Monday, March 29, 2010

To confess, or not to confess...

Often, there are statements we hear that stay with us a long time. One of those for me is from my moral theology professor at the Seminary. He said "never underestimate the ability of God's people to screw up there lives." It was not a joke, but more a commentary on who we are as sinners struggling to cope in this world and where we more often show the inability to resist temptation. I also like the title of a priest friends talk that he titled "confession - its not just for the elderly." While the sacrament is largely ignored due to a more protestant view that my confession is between me and my God, it does have many of the young giving it a chance.

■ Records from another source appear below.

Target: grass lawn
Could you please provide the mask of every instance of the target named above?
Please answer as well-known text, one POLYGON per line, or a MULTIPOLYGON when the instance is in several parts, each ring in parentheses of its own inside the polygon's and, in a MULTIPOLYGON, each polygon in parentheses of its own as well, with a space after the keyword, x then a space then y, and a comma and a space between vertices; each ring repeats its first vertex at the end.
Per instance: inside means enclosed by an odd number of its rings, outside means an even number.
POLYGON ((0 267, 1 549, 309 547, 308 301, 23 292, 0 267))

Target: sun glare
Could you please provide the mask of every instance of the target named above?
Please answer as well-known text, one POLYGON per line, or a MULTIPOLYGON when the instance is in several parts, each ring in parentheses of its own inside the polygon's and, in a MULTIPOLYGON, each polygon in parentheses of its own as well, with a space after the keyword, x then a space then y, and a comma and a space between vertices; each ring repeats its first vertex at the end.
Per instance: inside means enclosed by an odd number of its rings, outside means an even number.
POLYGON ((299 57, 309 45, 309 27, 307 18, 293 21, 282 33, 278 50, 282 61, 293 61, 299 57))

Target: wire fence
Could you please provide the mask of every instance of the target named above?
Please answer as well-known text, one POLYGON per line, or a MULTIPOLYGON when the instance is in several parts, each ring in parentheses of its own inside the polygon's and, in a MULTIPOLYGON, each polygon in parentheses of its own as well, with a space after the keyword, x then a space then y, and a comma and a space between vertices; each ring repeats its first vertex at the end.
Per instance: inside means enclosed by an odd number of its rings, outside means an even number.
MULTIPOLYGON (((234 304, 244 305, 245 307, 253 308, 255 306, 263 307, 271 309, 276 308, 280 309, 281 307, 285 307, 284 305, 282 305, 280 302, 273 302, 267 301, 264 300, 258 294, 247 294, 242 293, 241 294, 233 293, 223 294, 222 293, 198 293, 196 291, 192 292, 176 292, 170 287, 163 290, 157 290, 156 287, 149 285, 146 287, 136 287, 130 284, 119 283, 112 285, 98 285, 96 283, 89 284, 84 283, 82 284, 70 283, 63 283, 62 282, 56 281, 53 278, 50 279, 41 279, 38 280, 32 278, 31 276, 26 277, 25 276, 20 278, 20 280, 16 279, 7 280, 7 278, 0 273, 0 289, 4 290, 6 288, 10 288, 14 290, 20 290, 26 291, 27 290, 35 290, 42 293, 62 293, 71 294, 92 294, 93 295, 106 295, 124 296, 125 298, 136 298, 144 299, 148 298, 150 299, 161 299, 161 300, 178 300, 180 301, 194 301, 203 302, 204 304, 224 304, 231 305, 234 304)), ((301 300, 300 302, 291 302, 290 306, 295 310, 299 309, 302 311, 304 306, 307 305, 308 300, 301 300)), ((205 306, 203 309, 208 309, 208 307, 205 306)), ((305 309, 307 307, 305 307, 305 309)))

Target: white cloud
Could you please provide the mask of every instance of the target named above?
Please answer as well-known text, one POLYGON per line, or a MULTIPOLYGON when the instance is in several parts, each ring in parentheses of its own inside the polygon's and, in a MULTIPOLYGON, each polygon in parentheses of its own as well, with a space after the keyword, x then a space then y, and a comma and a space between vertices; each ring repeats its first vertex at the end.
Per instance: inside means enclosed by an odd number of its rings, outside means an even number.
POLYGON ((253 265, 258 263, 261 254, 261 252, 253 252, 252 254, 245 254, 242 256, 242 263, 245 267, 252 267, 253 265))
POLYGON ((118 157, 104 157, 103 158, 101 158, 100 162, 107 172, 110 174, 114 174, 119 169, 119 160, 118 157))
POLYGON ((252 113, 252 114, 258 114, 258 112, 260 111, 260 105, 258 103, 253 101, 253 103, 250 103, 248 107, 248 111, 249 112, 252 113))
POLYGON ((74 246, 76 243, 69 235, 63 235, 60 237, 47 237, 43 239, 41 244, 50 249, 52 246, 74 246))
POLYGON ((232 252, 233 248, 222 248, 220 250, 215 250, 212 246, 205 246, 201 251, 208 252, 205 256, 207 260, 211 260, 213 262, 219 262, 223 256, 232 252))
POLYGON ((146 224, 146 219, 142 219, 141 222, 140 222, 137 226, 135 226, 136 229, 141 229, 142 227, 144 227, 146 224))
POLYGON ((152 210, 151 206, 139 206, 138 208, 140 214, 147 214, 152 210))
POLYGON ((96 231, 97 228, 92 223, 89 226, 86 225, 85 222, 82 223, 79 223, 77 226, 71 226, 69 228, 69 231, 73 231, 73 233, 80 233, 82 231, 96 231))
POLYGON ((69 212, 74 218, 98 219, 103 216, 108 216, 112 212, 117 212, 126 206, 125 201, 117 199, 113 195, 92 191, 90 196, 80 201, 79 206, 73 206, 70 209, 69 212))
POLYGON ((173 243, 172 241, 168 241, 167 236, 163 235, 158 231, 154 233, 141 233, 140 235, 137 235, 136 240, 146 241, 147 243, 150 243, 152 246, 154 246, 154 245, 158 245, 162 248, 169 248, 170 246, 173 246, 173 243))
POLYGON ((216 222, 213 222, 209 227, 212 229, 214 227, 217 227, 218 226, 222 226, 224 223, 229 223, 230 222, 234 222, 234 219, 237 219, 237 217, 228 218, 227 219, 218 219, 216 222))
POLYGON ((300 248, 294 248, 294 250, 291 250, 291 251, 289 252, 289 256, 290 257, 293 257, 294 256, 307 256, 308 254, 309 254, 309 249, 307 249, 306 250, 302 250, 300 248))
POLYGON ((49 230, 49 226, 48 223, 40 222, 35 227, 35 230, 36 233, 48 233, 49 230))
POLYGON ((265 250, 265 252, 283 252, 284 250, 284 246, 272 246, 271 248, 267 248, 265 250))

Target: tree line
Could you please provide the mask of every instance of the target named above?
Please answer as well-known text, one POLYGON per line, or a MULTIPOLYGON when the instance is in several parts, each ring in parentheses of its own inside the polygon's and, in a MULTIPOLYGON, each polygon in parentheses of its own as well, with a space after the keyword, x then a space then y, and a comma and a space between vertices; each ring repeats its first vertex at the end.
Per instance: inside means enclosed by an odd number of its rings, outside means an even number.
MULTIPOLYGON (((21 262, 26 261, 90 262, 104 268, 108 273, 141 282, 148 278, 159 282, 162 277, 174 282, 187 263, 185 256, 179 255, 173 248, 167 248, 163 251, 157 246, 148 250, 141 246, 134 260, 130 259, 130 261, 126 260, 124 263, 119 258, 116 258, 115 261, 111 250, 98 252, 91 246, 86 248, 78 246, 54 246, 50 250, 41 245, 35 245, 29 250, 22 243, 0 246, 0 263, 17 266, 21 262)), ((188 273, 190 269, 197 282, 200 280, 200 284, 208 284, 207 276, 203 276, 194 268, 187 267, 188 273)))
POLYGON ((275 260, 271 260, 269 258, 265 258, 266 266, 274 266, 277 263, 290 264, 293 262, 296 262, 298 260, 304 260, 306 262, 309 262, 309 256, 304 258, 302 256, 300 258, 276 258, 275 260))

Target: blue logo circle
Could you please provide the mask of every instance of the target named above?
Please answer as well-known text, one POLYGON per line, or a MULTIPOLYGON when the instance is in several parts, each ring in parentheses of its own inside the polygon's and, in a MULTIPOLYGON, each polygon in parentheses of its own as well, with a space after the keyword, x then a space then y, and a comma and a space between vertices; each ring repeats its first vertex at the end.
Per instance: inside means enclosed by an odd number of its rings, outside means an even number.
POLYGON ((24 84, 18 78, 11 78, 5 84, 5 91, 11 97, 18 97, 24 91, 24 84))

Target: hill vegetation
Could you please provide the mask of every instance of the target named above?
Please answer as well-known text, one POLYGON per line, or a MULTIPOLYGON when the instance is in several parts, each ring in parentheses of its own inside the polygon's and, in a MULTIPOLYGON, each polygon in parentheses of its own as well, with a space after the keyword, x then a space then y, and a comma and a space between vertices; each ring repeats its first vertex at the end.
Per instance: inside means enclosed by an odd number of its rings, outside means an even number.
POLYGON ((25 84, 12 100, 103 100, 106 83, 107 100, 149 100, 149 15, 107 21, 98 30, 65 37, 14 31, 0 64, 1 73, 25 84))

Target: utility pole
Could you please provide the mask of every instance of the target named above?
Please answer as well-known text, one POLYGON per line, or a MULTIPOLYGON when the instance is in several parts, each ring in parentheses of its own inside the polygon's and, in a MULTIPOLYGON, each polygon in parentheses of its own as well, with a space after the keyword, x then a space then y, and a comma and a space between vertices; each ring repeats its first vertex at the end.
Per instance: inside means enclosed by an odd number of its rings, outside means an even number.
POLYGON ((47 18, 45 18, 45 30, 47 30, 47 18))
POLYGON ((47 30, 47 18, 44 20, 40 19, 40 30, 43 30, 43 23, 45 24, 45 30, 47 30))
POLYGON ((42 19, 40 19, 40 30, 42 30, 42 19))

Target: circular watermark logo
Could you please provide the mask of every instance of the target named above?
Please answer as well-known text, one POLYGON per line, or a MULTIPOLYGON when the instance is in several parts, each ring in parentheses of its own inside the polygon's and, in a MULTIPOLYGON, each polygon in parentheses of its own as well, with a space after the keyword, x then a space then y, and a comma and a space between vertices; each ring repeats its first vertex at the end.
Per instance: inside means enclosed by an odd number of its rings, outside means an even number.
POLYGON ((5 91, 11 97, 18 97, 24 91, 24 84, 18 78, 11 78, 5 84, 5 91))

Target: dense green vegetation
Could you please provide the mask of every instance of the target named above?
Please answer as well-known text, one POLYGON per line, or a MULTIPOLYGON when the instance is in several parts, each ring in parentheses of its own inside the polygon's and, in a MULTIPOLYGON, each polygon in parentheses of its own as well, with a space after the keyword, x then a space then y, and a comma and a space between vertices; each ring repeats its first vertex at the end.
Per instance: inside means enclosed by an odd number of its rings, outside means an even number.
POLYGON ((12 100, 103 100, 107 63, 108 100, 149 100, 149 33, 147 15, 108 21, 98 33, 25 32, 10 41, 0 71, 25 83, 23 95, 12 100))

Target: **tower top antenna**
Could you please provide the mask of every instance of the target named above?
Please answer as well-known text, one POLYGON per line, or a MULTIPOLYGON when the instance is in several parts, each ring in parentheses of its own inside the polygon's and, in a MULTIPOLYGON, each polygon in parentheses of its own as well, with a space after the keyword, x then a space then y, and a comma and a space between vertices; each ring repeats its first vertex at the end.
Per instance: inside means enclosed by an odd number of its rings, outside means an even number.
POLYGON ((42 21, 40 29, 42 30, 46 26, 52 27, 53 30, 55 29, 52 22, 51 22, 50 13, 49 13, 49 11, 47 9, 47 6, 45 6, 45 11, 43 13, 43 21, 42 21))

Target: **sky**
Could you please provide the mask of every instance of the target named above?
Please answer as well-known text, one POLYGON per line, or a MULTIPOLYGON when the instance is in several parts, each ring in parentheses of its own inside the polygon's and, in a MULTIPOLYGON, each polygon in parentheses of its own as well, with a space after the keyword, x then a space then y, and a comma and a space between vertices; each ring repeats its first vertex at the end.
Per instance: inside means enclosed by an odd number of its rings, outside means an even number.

Some of the most profound confessions I have heard are from the high school age students and I could not help but think back to what my seminary professor had said as I watch it being fulfilled. I hear and see some battered and bruised sinners in tears looking for reconciliation from the God that is there to restore. Many young adults also bring battered and broken lives to the sacrament and seek us to show them God's love. Reconciliation is one of the most rewarding aspects of the priest's life. It is an uncomfortable thought to share a persons failings with another, but the sacrament asks a demonstration of what Jesus asks and showed Himself, which is the ability to humble ourselves. Most priests go to confession at least once a month to remind themselves of what it is the Church asks of all of us a minimum of once a year.

It is our conscience that we have lied to and ignored when we make excuses and list numerous justifications to ourselves for not making use of reconciliation. If we are truthful with ourselves, (and the conscience will tell you in the depth of your heart) it is not because we don't believe in reconciliation as a discipline, but we do not want to subject ourselves to a perceived humiliation or embarrassment. As a priest, I think one of the graces of ordination is to see sin and sinner with the eyes of Jesus. To be able to see through sin and see the human being as God sees us in Christ. After all, as human beings, we all seek reconciliation with God...we as priests are no different. If the priest is not as gentle as a lamb in the confessional, he has strayed to far from what he was taught.